Geçmiş tarihlerde yapılmış olan imar planlarında bölgenin projeksiyon nüfusunun çok üzerinde tamamı ile rant tabanlı, teknik gerekçelerden uzak bir nüfus ataması yapıldığı, İmar Kanunu uyarınca bu nüfusa ayrılması gereken teknik-sosyal donatı alanları yasalarda belirtildiği şekilde ayrılmadığı, ayrılanlar da konut alanlarına dönüştürülerek satılmak sureti ile yeterli sosyal ve teknik donatı alanı olmayan yasalara aykırı planlar oluşturulduğu bildirilen açıklamada kamuya ayrılması gereken alanların büyük kısmının kamu eline geçemediği, özel mülkiyette kaldığı kaydedildi. Açıklamada şöyle denildi: “Bu durum imar planlarının iptal gerekçelerinin de başında gelmektedir. Sonuç olarak geçmiş tarihlerde yapılmış olan imar planlarının aynı şekilde korunması imar mevzuatı açısından mümkün değildir. Belediyemizce yapılmış olan planlama çalışmalarında, imar mevzuatında öngörülen standartlarda donatı alanı ayrılarak yasalara ve yönetmeliklere uygun, teknik temellere dayalı, uygulanabilir bir imar planı çalışması yapılarak vatandaşlarımızın mağduriyetleri giderilmiştir. Çalkaya Bölgesi Kentsel Dönüşüm ve Gelişim Projesi belediyemizce uzun yıllar altyapısı oluşturulmuş, ilgili birçok kurum ile koordineli olarak çalışılmış, ayrıntılı analiz çalışmaları tamamlanmış ve uzman ekipler oluşturularak yoğun teknik bir çalışmanın neticesinde sonuca ulaşabilmiştir."

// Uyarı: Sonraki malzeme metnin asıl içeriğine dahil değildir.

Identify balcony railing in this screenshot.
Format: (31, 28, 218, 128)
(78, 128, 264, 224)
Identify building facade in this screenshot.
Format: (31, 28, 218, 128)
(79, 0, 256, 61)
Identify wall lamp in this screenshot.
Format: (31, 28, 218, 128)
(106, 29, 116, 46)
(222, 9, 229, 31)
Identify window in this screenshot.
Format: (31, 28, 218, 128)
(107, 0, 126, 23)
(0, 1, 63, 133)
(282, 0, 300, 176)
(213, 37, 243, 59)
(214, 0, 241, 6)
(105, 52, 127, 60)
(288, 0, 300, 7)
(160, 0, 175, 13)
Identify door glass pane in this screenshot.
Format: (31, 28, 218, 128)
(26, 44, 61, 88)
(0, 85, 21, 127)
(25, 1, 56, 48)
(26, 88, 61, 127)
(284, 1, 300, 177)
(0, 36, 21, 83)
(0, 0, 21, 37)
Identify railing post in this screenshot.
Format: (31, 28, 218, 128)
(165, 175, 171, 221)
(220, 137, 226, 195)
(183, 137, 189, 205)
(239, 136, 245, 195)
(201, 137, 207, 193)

Büyükşehir Belediyesi, tarihi Balbey Mahallesinde yürütülen ‘Kentsel Yenileme Projesi’ ile ilgili Cumhurbaşkanlığınca alınan kamulaştırma kararına yönelik iddialara ilişkin de yazılı bir açıklama yaptı. Büyükşehir Belediyesinin 10 yıllık belediyecilik hizmetlerinde başta Cumhurbaşkanı olmak üzere, Bakanlar Kurulunun desteklerini hep yanında hissettiğinin altı çizilen açıklamada Antalya'da bugüne kadar çözümsüz kalan, kesinlikle çözülemez denilen pek çok konunun Cumhurbaşkanı Erdoğan’ın Antalya’ya olan özel ilgisi sayesinde hızlı bir şekilde çözüme kavuştuğuna dikkat çekildi. Açıklamada, "Bilindiği gibi Çalkaya Bölgesinde 30 yılı aşkın bir süreden beri çözüm bekleyen mülkiyet sorunu da Türkiye Büyük Millet Meclisinin sadece o bölgeye özgü çıkardığı kanun sayesinde sonuca ulaşmıştır. Kepez ve Santral Mahallerinde süren Türkiye’nin en sorunsuz, en büyük ve ödüllü kentsel dönüşüm projesinin bölge sakinlerinin hemen hemen tamamıyla mutabakat sağlamak sureti ile hayata geçirildiğinin unutulmaması gerekmektedir” denildi.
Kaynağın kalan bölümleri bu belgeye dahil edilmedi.